In the study, the team was able to manipulate the AI program to indicate positive findings in pneumothorax noted in chest X-rays, diabetic retinopathy observed in retinal mages and melanoma based on skin images. In the chest X-ray examples, the degree of accuracy based on the AI manipulation to indicate pneumothorax was 100 percent.
“Our results demonstrate that even state-of-the-art medical AI systems can be manipulated,” said Finlayson. “If the output of machine learning algorithms becomes a determinant of healthcare reimbursement or drug approval, then adversarial examples could be used as a tool to control exactly what the algorithms see.”

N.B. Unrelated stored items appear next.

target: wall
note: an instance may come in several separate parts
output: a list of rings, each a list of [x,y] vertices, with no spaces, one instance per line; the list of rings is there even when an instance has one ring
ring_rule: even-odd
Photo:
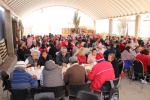
[[[4,12],[0,10],[0,40],[5,38]]]

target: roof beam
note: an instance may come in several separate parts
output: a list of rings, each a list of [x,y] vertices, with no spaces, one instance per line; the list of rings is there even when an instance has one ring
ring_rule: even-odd
[[[10,10],[10,12],[15,16],[15,17],[18,17],[19,16],[12,10],[10,9],[2,0],[0,0],[0,6],[2,6],[3,8],[7,9],[7,10]]]

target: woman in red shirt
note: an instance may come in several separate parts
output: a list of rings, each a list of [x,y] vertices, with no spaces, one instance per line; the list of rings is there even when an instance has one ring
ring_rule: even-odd
[[[144,65],[144,72],[148,72],[148,67],[150,67],[150,56],[148,49],[141,51],[141,54],[136,56],[136,59],[140,60]]]
[[[42,53],[43,51],[47,51],[46,45],[43,43],[42,47],[39,48],[39,51]]]
[[[80,48],[76,56],[78,58],[79,64],[87,63],[84,48]]]
[[[123,44],[123,40],[120,41],[120,51],[123,52],[125,49],[125,45]]]

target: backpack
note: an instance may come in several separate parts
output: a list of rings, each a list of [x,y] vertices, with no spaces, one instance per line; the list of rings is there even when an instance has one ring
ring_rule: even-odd
[[[110,81],[111,83],[111,91],[109,95],[109,100],[119,100],[119,89],[117,86],[114,85],[113,81]]]

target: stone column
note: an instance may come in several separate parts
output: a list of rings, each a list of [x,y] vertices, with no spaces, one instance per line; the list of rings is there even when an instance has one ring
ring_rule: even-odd
[[[14,45],[13,45],[13,31],[12,31],[12,18],[10,10],[5,10],[5,31],[6,31],[6,42],[9,55],[14,55]]]
[[[141,28],[141,16],[137,15],[135,19],[135,37],[138,38],[140,36],[140,28]]]
[[[109,19],[109,35],[113,33],[113,19]]]

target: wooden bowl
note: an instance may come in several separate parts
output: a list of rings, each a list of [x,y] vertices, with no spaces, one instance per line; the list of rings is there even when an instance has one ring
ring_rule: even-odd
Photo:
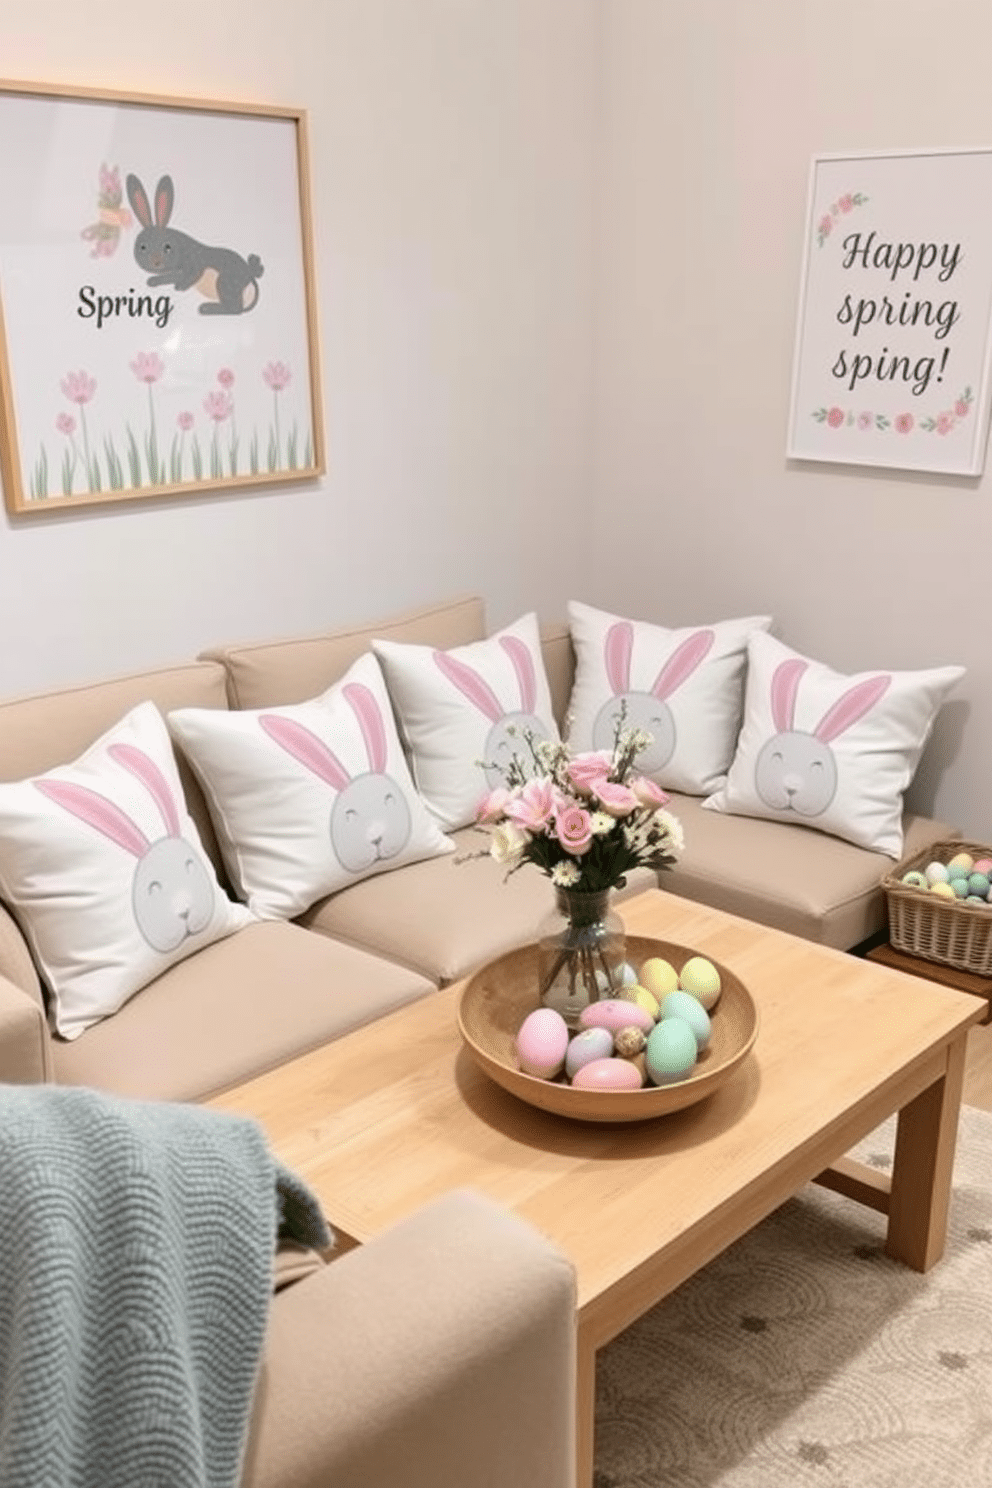
[[[627,936],[627,959],[635,966],[649,956],[661,956],[681,971],[689,957],[698,954],[667,940]],[[713,965],[720,973],[722,991],[710,1015],[712,1037],[692,1073],[669,1085],[574,1090],[562,1079],[541,1080],[518,1068],[517,1030],[527,1014],[540,1006],[534,945],[500,956],[469,978],[458,1007],[458,1027],[466,1049],[485,1073],[529,1105],[574,1121],[647,1121],[712,1095],[747,1057],[757,1037],[758,1010],[750,992],[726,966],[719,961]]]

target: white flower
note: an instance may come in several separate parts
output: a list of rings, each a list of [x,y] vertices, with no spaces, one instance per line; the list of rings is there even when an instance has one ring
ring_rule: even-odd
[[[582,877],[582,869],[572,858],[556,863],[549,874],[551,882],[559,889],[571,889]]]
[[[685,847],[685,836],[678,817],[673,816],[670,811],[656,811],[654,819],[664,830],[676,852],[681,852]]]
[[[616,818],[608,811],[592,811],[589,813],[589,826],[594,837],[605,837],[607,832],[613,831]]]
[[[512,867],[523,857],[524,849],[529,841],[528,833],[522,832],[515,823],[500,822],[493,828],[489,852],[497,863],[503,864],[504,867]]]

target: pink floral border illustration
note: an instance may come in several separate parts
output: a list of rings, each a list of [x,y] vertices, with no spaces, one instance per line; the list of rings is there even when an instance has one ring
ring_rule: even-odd
[[[836,403],[829,408],[814,408],[812,416],[818,424],[826,424],[828,429],[858,429],[861,433],[867,433],[869,429],[880,429],[883,433],[893,434],[912,434],[914,430],[919,434],[950,434],[962,419],[968,417],[974,396],[971,388],[966,387],[955,398],[953,407],[945,408],[940,413],[927,414],[924,418],[918,418],[912,413],[897,413],[895,418],[890,418],[887,413],[841,408]]]
[[[838,217],[843,216],[845,212],[853,212],[855,207],[863,207],[867,200],[863,191],[846,191],[843,196],[839,196],[835,202],[832,202],[816,224],[816,246],[823,247],[833,232],[834,223]]]

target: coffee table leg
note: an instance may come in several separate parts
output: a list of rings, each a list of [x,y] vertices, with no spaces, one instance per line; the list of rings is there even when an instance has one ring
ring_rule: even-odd
[[[575,1488],[592,1488],[596,1430],[596,1350],[579,1325],[575,1361]]]
[[[943,1078],[899,1112],[885,1251],[916,1271],[944,1253],[966,1034],[948,1047]]]

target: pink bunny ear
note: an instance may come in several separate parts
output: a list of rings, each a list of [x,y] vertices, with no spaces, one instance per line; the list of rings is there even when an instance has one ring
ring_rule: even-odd
[[[606,676],[617,697],[630,691],[630,657],[634,649],[634,627],[629,620],[618,620],[606,632],[603,660]]]
[[[73,785],[68,780],[36,780],[34,785],[36,790],[54,801],[56,806],[61,806],[71,816],[78,817],[88,827],[95,827],[132,857],[144,857],[151,846],[141,828],[135,826],[119,806],[87,786]]]
[[[519,636],[500,636],[499,643],[513,662],[517,686],[520,688],[520,706],[525,713],[533,713],[537,705],[537,676],[530,647]]]
[[[655,697],[662,700],[671,697],[676,687],[680,687],[686,677],[691,677],[706,659],[715,640],[716,632],[713,630],[696,630],[691,636],[686,636],[655,678],[651,689]]]
[[[813,730],[816,737],[822,739],[824,744],[829,744],[832,739],[836,739],[838,734],[850,728],[852,723],[857,723],[859,718],[863,718],[869,709],[875,706],[879,698],[888,691],[891,681],[891,675],[882,673],[878,677],[869,677],[866,681],[856,682],[853,687],[849,687],[847,692],[843,693],[833,706],[827,709],[816,725]]]
[[[258,723],[281,749],[335,790],[343,791],[350,782],[351,776],[337,756],[302,723],[282,718],[278,713],[260,713]]]
[[[155,223],[158,227],[165,227],[172,216],[172,177],[162,176],[155,187]]]
[[[478,672],[474,672],[470,666],[466,666],[457,657],[449,656],[447,651],[435,651],[434,664],[442,676],[447,677],[448,681],[452,682],[470,703],[474,703],[480,713],[485,713],[492,723],[496,723],[503,717],[505,710],[499,698]]]
[[[354,709],[368,750],[369,764],[377,774],[386,769],[386,728],[379,712],[375,694],[363,682],[348,682],[341,689],[342,695]]]
[[[179,836],[179,812],[169,782],[153,759],[143,749],[133,744],[110,744],[107,753],[117,764],[123,765],[141,781],[148,794],[155,800],[170,837]]]
[[[772,674],[772,722],[780,734],[786,734],[792,728],[796,716],[796,694],[808,666],[808,661],[795,656],[779,662]]]

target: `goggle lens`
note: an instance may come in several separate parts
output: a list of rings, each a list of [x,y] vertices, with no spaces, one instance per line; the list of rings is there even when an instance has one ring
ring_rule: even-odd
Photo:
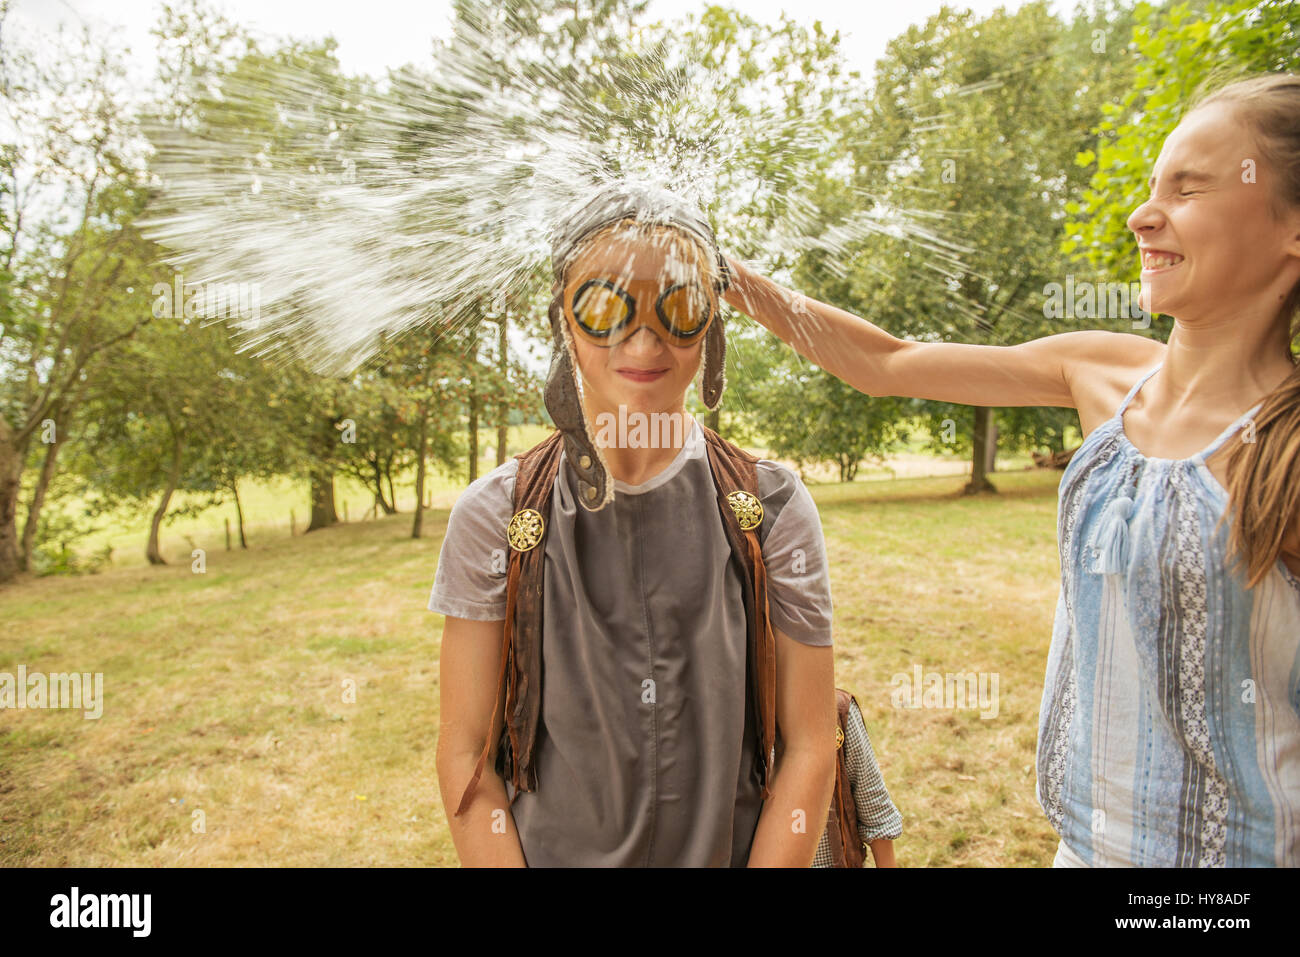
[[[694,283],[673,286],[659,297],[659,318],[673,335],[693,336],[709,324],[709,300]]]
[[[631,334],[636,300],[622,286],[608,279],[589,279],[578,287],[571,301],[577,328],[602,345],[613,345]],[[655,314],[670,340],[688,345],[708,328],[712,304],[699,283],[669,286],[655,300]],[[642,318],[642,321],[646,321]]]
[[[573,297],[573,318],[595,336],[608,336],[632,316],[627,294],[603,281],[583,283]]]

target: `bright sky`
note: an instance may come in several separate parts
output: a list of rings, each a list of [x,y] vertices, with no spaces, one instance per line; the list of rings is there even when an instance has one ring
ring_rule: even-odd
[[[952,5],[984,16],[998,7],[1018,9],[1024,0],[951,0]],[[429,39],[450,32],[450,0],[218,0],[220,9],[238,23],[259,33],[300,38],[333,34],[338,54],[349,72],[382,76],[387,67],[422,61],[429,55]],[[942,0],[733,0],[756,20],[776,21],[782,11],[811,24],[820,20],[829,30],[839,30],[851,68],[870,74],[885,44],[910,24],[924,23],[943,5]],[[652,19],[674,20],[702,10],[704,0],[651,0]],[[60,20],[89,20],[120,28],[130,47],[133,67],[143,76],[152,74],[154,53],[149,28],[157,21],[159,0],[17,0],[17,18],[37,29],[51,29]],[[1053,0],[1062,18],[1072,2]]]

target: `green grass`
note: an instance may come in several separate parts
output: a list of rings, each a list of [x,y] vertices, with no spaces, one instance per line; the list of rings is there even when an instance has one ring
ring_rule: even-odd
[[[999,474],[1001,494],[977,498],[957,477],[813,487],[836,681],[903,813],[904,866],[1051,861],[1033,760],[1059,477]],[[0,670],[103,672],[105,692],[99,720],[0,711],[0,864],[455,864],[434,770],[442,619],[425,604],[460,484],[419,541],[412,500],[311,535],[285,516],[249,551],[209,535],[204,574],[168,528],[170,565],[0,588]],[[996,673],[998,716],[895,709],[891,677],[914,664]]]
[[[815,489],[831,563],[836,682],[853,691],[894,801],[909,865],[1041,865],[1056,839],[1034,798],[1039,697],[1059,582],[1060,473]],[[998,676],[992,719],[895,709],[895,675]]]

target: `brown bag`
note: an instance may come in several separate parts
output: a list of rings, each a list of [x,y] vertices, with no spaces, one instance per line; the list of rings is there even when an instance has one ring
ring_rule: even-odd
[[[776,761],[776,639],[768,619],[767,570],[758,533],[761,512],[758,503],[758,459],[732,445],[703,424],[709,467],[718,489],[718,511],[722,517],[733,558],[741,569],[741,596],[748,621],[748,680],[758,729],[759,769],[762,797],[771,796],[770,782]],[[515,797],[537,787],[533,757],[541,711],[542,573],[545,528],[550,521],[551,493],[564,449],[562,433],[555,432],[516,458],[514,517],[511,519],[510,565],[506,577],[506,620],[502,636],[501,672],[493,714],[504,722],[498,739],[497,768],[512,782]],[[844,734],[852,696],[836,689],[839,727],[836,734],[835,789],[831,797],[823,844],[829,841],[832,866],[861,867],[866,845],[858,839],[857,813],[844,756]],[[483,751],[455,813],[469,803],[482,776],[492,741]],[[513,803],[513,799],[512,799]]]
[[[852,704],[850,692],[835,689],[835,714],[839,719],[835,733],[835,793],[831,797],[826,833],[822,835],[822,842],[830,851],[831,867],[864,867],[867,861],[867,843],[858,835],[858,805],[853,797],[844,747],[852,720],[849,712]]]

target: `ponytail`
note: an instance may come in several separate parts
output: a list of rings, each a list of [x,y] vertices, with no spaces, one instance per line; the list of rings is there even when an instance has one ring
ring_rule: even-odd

He also said that such misuse could cause patients to undergo unnecessary treatments, which would increase medical and insurance costs. Adversarial attacks could also be used to “tip the scales” in medical research to achieve desired outcomes.
Another member of the study team, Dr. Andrew Beam, Ph.D., instructor, Department of Biomedical Informatics, Harvard Medical School believes their findings are a warning to the medical informatics sector. While the team stated they were excited about the “bright future” that AI offers for medicine, caution is advised.
"I think our results could be summarized as: 'there is no free lunch'. New forms of artificial intelligence do indeed hold tremendous promise, but as with all technology, it is a double-edged sword,” Beam told HCB News. “Organizations implementing this technology should be aware of the limitations and take active steps to combat potential threats.”